Monday, May 10, 2010

I Shalt Become - Poison (Moribund 2010)


Attention: all assholes that think/thought that symphonic means “For Pussies”, this album along with acts like Hellveto are reinventing the style by giving it a true demonic possession that nothing can exorcise. I would really have to say that this release not only towers over others in that style but is even one for those of us who really enjoy the neo-classical/black ambient/ martial/ black-folk stuff. Honestly, it’s not everyday that something comes my way that is so intense that it busts my jaw open so and I have to review it ASAP before the shock wears off and I lose my initial thoughts on the album. I’ve been hearing about this USBM project for some time now and expected something along these lines, but not being this brilliantly evil and haunting of a BM soundtrack to an occult symphony of horrors and pure depression. I’m thrown off, but not disappointed as this is some wicked shit.

If there was one album that I’ve heard in a few years that screams out “Soundtrack to old silent horror films” this would be the one, and that’s a long list to top. Poison is not an album to go into with any expectations; it’s a soundtrack to a weird dream, a “Little shop of Horrors”, a tragic tale of loneliness and even victory, only to be experienced, and not just heard. It reminds me of the original Nosferatu, Vampyr, and The Cabinet of Dr. Caligari films, where a monster is resurrected in the night and reigns terror over the villagers through nightmares and murders. Not quite a symphony for the depraved but is definitely sinister and essential for those who like the real sound of darkness and mystery. Highly recommended for fans of: Velvet Cacoon, Gnaw Their Tongues, Alcest, Caina, Hellveto, Blood of the Black Owl, Summoning, Gravsahl, Brown Jenkins, Ebonillumini, Finnr’s Cane; but I’d say that anyone into: Steinklang/Ahnstern releases, Cold Meat Industry, Tesco, Old Europa Café, Soleil Moon, Cold Spring, and the War Office Propaganda labels will definitely appreciate this one.

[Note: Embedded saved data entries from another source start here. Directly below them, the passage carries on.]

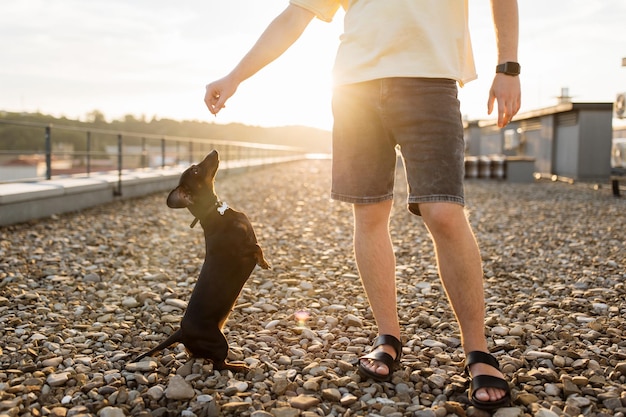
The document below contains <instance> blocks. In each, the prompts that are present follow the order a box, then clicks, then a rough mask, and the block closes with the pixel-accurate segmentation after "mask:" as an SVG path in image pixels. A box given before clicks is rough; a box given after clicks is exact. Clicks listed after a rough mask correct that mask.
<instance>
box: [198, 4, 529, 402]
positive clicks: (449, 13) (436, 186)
mask: <svg viewBox="0 0 626 417" xmlns="http://www.w3.org/2000/svg"><path fill="white" fill-rule="evenodd" d="M339 7H343V8H344V9H345V11H346V14H345V18H344V33H343V34H342V36H341V42H340V45H339V49H338V52H337V56H336V61H335V66H334V70H333V75H334V84H335V88H334V92H333V103H332V105H333V116H334V125H333V185H332V192H331V196H332V197H333V198H334V199H337V200H340V201H345V202H349V203H352V204H353V207H354V251H355V257H356V261H357V266H358V269H359V274H360V277H361V281H362V283H363V286H364V288H365V291H366V294H367V296H368V300H369V302H370V306H371V308H372V312H373V314H374V317H375V320H376V324H377V326H378V330H379V335H380V336H379V337H378V338H377V339H376V342H375V343H374V347H373V350H372V352H370V353H369V354H368V355H365V356H363V357H361V358H360V359H359V362H358V370H359V372H360V373H361V374H363V375H365V376H367V377H371V378H373V379H375V380H381V381H385V380H388V379H390V377H391V373H392V372H393V370H394V369H395V368H396V367H397V366H398V365H399V362H400V355H401V349H402V345H401V343H400V340H399V339H400V326H399V323H398V315H397V308H396V287H395V255H394V252H393V247H392V244H391V240H390V236H389V215H390V212H391V207H392V199H393V194H392V191H393V177H394V169H395V166H396V146H398V147H399V149H400V150H401V154H402V157H403V159H404V164H405V167H406V174H407V182H408V188H409V197H408V208H409V210H410V211H411V212H412V213H414V214H416V215H420V216H422V218H423V220H424V222H425V224H426V226H427V227H428V230H429V232H430V234H431V236H432V239H433V241H434V244H435V249H436V256H437V263H438V266H439V274H440V277H441V280H442V282H443V285H444V288H445V290H446V294H447V296H448V299H449V301H450V303H451V305H452V308H453V310H454V312H455V316H456V318H457V320H458V322H459V327H460V330H461V340H462V345H463V349H464V351H465V352H466V370H467V372H468V373H469V374H470V376H471V378H472V380H471V384H470V393H469V396H470V401H471V403H472V404H473V405H475V406H476V407H478V408H483V409H493V408H497V407H500V406H503V405H505V404H507V403H508V402H509V400H510V393H509V387H508V384H507V383H506V381H504V379H503V375H502V374H501V373H500V371H499V369H498V363H497V361H496V360H495V358H493V356H491V355H489V354H488V353H487V352H488V347H487V341H486V339H485V336H484V327H485V324H484V315H485V307H484V295H483V287H482V285H483V282H482V276H483V275H482V265H481V258H480V252H479V249H478V245H477V243H476V241H475V239H474V235H473V232H472V230H471V227H470V225H469V223H468V221H467V218H466V216H465V213H464V208H463V204H464V199H463V175H464V173H463V160H464V144H463V126H462V121H461V115H460V106H459V103H458V100H457V85H456V84H457V83H459V84H460V85H463V84H464V83H466V82H468V81H471V80H472V79H474V78H475V77H476V74H475V69H474V62H473V57H472V47H471V42H470V38H469V33H468V10H467V9H468V5H467V0H392V1H378V0H352V1H348V0H290V3H289V5H288V6H287V8H286V9H285V10H284V11H283V12H282V13H281V14H280V15H278V16H277V17H276V18H275V19H274V20H273V21H272V22H271V23H270V25H269V26H268V27H267V29H266V30H265V31H264V32H263V34H262V35H261V37H260V38H259V40H258V41H257V43H256V44H255V45H254V46H253V47H252V49H251V50H250V51H249V52H248V53H247V54H246V55H245V56H244V57H243V59H242V60H241V61H240V62H239V64H238V65H237V66H236V67H235V68H234V69H233V70H232V71H231V72H230V73H229V74H228V75H227V76H225V77H224V78H222V79H220V80H217V81H215V82H213V83H211V84H209V85H207V87H206V95H205V103H206V105H207V107H208V108H209V110H210V111H211V113H213V114H217V113H218V112H219V111H220V110H221V109H222V108H223V107H224V104H225V102H226V100H228V98H230V97H231V96H232V95H233V94H234V93H235V91H236V90H237V87H238V86H239V84H240V83H241V82H242V81H244V80H246V79H247V78H249V77H251V76H252V75H253V74H255V73H256V72H257V71H259V70H260V69H261V68H263V67H264V66H266V65H267V64H269V63H270V62H272V61H273V60H275V59H276V58H278V57H279V56H280V55H281V54H282V53H283V52H285V51H286V50H287V49H288V48H289V47H290V46H291V45H292V44H293V43H294V42H295V41H296V40H297V39H298V38H299V36H300V35H301V34H302V32H303V31H304V29H305V28H306V27H307V25H308V24H309V23H310V22H311V20H312V19H313V18H314V17H318V18H319V19H322V20H325V21H330V20H331V19H332V18H333V16H334V15H335V13H336V11H337V10H338V8H339ZM491 9H492V13H493V20H494V26H495V30H496V39H497V47H498V57H497V64H498V65H497V68H496V74H495V77H494V80H493V84H492V87H491V89H490V91H489V98H488V104H487V107H488V112H489V113H491V112H492V110H493V109H494V104H495V103H496V102H497V114H498V126H500V127H503V126H505V125H506V124H507V123H508V122H509V121H510V120H511V118H512V117H513V116H514V115H515V114H516V113H517V111H518V110H519V107H520V98H521V93H520V82H519V77H518V75H519V64H517V45H518V13H517V1H516V0H492V1H491Z"/></svg>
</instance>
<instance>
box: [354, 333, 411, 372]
mask: <svg viewBox="0 0 626 417" xmlns="http://www.w3.org/2000/svg"><path fill="white" fill-rule="evenodd" d="M401 355H402V343H401V342H400V341H399V340H398V339H397V338H396V337H395V336H391V335H381V336H378V337H377V338H376V340H375V341H374V347H373V349H372V351H371V352H370V353H368V354H367V355H364V356H361V357H360V358H359V363H358V365H357V367H358V370H359V372H360V373H361V374H362V375H364V376H366V377H369V378H372V379H374V380H376V381H388V380H390V379H391V374H392V372H393V371H394V370H396V368H398V367H399V365H400V356H401Z"/></svg>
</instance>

The sound coming from this album is so cold at times that it will freeze your blood in an instant, then it proceeds to put you into a state of hypothermia, that’s the level of dynamics here. If it’s not the piano on “Leaving the Watership Down”, or the presence of female ethereal vocals buried within the violins and distorted guitar on “Harlow’s Vertical Chamber Apparatus”, it’s the sound of something haunting within the mix that really brings this album together. There’s even some raw BM aggression that stirs within and becomes violent and manifested on “ No Quarter at the Somme”. The sound here is HUGE, actually MASSIVE, so much that you’d swear this was a real orchestra, and each track flows perfectly into the next without any interruption. The musicianship, production, composition, atmosphere, and experience are perfect. I will almost guarantee that this is an album that not too many will have ever heard before.